The helix shown here comes from the protein myohaemerythrin (PDB code: 2MHR), an oxygen-binding protein in worms. It is essentially made up of a 4-helix bundle motif, the second helix was cut out for the illustration here.
In the case of the α-helix, the Peptide chain helical arranged. In eukaryotic naturally occurring peptides and proteins, the helix is always clockwise, as this is sterically and energetically more favorable.
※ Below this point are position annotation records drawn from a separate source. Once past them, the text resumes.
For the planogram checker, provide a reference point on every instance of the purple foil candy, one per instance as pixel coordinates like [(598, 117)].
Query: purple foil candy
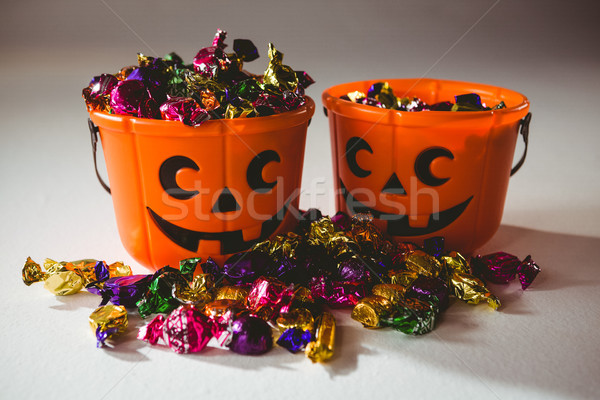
[(434, 245), (103, 84), (207, 61), (246, 267), (496, 267), (153, 331), (292, 101), (147, 75), (187, 330), (342, 221), (126, 290), (267, 104), (269, 292), (527, 272), (370, 102), (430, 290), (101, 271), (337, 294), (127, 96), (294, 339), (304, 80), (472, 99), (441, 106), (149, 108), (183, 109), (245, 49), (352, 269), (250, 335)]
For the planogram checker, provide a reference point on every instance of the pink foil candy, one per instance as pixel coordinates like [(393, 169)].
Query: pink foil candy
[(153, 331), (185, 330), (183, 109), (527, 271), (127, 96), (337, 294), (270, 293), (496, 267)]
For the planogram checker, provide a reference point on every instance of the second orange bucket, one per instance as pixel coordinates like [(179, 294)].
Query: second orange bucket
[(181, 192), (428, 173)]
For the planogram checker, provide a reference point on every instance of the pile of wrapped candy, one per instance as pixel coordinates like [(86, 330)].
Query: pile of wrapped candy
[(214, 86), (381, 95), (281, 290)]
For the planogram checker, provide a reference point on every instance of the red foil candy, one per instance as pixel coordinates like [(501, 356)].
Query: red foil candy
[(271, 293), (497, 267), (183, 109)]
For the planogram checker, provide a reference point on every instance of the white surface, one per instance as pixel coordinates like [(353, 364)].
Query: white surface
[(543, 344)]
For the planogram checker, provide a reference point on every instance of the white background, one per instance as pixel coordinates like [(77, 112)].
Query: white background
[(544, 343)]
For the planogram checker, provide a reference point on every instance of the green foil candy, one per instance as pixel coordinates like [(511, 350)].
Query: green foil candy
[(412, 317), (159, 297)]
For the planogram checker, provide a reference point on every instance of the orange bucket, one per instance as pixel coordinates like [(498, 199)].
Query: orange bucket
[(428, 173), (181, 192)]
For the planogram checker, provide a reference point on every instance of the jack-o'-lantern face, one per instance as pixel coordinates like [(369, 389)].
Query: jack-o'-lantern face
[(211, 204), (225, 203), (409, 188)]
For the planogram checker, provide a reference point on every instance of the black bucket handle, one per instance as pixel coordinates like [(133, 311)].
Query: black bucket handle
[(94, 136), (524, 131)]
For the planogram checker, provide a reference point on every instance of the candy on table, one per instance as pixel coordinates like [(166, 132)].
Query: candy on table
[(279, 291)]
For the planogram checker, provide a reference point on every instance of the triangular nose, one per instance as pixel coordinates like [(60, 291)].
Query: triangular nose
[(393, 186), (226, 202)]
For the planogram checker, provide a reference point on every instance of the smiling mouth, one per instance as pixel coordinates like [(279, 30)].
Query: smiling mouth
[(398, 224), (231, 241)]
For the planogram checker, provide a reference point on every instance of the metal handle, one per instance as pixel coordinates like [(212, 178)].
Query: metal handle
[(524, 131), (94, 136)]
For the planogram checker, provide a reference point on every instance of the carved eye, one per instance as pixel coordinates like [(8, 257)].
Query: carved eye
[(423, 165), (255, 170), (352, 147), (167, 175)]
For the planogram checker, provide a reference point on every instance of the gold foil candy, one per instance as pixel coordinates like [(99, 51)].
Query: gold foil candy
[(145, 61), (369, 310), (296, 318), (64, 283), (403, 278), (322, 348), (218, 308), (423, 264), (392, 292), (321, 232), (119, 269), (124, 72), (472, 290), (245, 111), (366, 234), (232, 293), (455, 262), (109, 318), (277, 74), (208, 100), (197, 292), (32, 272)]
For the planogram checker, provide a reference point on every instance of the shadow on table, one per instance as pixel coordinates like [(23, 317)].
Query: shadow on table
[(542, 338)]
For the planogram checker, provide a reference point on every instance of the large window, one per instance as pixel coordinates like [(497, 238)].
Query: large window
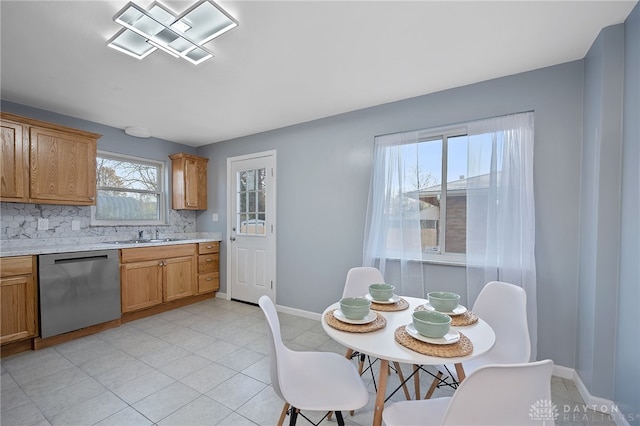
[(437, 180), (130, 191)]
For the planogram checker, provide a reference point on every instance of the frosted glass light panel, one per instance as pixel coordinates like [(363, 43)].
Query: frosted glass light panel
[(251, 202), (180, 36)]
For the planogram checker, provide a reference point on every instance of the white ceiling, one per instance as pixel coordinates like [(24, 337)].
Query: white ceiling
[(288, 62)]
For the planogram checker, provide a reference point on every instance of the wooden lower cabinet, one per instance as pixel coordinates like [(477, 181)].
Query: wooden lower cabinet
[(208, 267), (154, 275), (18, 299), (141, 285), (179, 278)]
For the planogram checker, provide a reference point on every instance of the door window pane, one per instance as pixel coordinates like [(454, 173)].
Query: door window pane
[(251, 202)]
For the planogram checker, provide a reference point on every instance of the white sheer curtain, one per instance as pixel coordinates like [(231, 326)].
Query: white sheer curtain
[(392, 241), (500, 208)]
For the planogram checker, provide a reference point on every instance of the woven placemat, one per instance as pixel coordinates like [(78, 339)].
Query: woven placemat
[(400, 305), (461, 320), (462, 347), (376, 324)]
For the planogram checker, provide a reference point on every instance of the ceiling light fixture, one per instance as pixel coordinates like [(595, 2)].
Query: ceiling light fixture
[(145, 31)]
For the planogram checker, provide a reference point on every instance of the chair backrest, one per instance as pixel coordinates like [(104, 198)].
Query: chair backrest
[(359, 279), (276, 345), (507, 394), (504, 307)]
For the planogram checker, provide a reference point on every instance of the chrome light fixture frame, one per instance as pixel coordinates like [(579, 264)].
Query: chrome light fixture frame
[(145, 31)]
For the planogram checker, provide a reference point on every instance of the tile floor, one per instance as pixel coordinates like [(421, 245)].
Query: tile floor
[(204, 364)]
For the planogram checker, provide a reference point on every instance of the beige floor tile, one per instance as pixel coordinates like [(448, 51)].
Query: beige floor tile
[(90, 411), (202, 411), (236, 391), (142, 386), (128, 417), (209, 377), (161, 404)]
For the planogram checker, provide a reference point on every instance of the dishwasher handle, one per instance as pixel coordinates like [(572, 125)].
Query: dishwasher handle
[(80, 259)]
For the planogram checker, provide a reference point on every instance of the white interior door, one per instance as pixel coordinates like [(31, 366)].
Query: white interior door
[(251, 251)]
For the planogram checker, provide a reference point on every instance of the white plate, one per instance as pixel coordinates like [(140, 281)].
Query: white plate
[(395, 298), (370, 317), (451, 337), (458, 310)]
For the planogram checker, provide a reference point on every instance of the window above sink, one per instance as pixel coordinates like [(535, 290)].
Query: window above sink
[(130, 191)]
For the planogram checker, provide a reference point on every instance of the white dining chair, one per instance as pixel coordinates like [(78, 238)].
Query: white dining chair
[(493, 395), (314, 381), (504, 307)]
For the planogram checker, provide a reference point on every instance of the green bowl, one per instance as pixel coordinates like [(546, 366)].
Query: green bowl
[(381, 292), (431, 324), (443, 301), (355, 307)]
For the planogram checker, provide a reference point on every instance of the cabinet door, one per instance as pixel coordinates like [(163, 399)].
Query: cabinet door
[(18, 304), (63, 167), (179, 277), (15, 163), (208, 282), (191, 184), (141, 284)]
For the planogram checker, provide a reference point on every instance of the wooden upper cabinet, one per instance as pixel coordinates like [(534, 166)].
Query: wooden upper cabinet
[(14, 175), (189, 182), (63, 167), (47, 164)]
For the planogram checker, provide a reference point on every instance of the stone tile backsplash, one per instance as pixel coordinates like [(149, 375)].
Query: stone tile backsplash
[(20, 221)]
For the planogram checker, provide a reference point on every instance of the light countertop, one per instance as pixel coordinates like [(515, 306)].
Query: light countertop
[(23, 247)]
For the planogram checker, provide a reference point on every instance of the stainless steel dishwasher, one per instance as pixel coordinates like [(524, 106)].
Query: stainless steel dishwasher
[(78, 290)]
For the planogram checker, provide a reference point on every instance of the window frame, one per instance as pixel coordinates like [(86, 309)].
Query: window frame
[(162, 192), (443, 134)]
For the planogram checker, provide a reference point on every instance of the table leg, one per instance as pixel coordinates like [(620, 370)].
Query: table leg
[(434, 385), (460, 372), (382, 386)]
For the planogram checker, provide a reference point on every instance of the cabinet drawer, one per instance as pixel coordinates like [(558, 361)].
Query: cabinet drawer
[(209, 247), (208, 263), (19, 265), (156, 253), (208, 282)]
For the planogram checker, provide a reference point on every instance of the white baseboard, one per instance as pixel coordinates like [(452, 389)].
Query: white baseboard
[(563, 372), (299, 312), (601, 405)]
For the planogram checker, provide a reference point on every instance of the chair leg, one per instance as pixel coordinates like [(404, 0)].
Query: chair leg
[(285, 408), (401, 377), (293, 417), (433, 386)]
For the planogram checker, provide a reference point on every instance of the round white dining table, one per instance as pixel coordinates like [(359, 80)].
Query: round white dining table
[(383, 345)]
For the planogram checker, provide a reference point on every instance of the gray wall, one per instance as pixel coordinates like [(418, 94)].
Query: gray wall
[(324, 169), (627, 348), (599, 210)]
The helix is going through Hydrogen bridges stabilized, which further develop four positions between the carbonyl oxygen of an amino acid and the amide hydrogen of the amino acid.
The representation of a helix in the direction of the longitudinal axis is also called helical wheel (helicalwheel). In the case of an α-helix, the CαAtoms along the longitudinal axis by 0.15 nm in relation to the previous Cα-Atom offset and rotated 100 degrees so that one full turn of the helix corresponds to 3.6 amino acid residues. The so-called pitch is 0.54 nm (= 3.6 x 0.15).
With an ideal helix structure, the Cα-Atoms come back to coincide after 5 turns (= 18 amino acids), which is not quite the case in our example (as in many real proteins). the distance between amino acid 1 (Ala 41) and amino acid 19 (Glu 59) should be 2.7 nm (18 x 0.15), which in turn is almost exactly correct (2.7 nm = 27 Å).
the Pages leftovers protrude outwards, whereby the β-carbon atoms do not extend radially, but rather like spiral arms (pinwheel) are bent (clockwise, looking from the N-terminal end).
the tubeformed by the helix is about 0.5 nm in diameter. However, in reality it is not hollow, but is filled by the atoms of the peptide backbone, as in the Van der Waals representation becomes clear.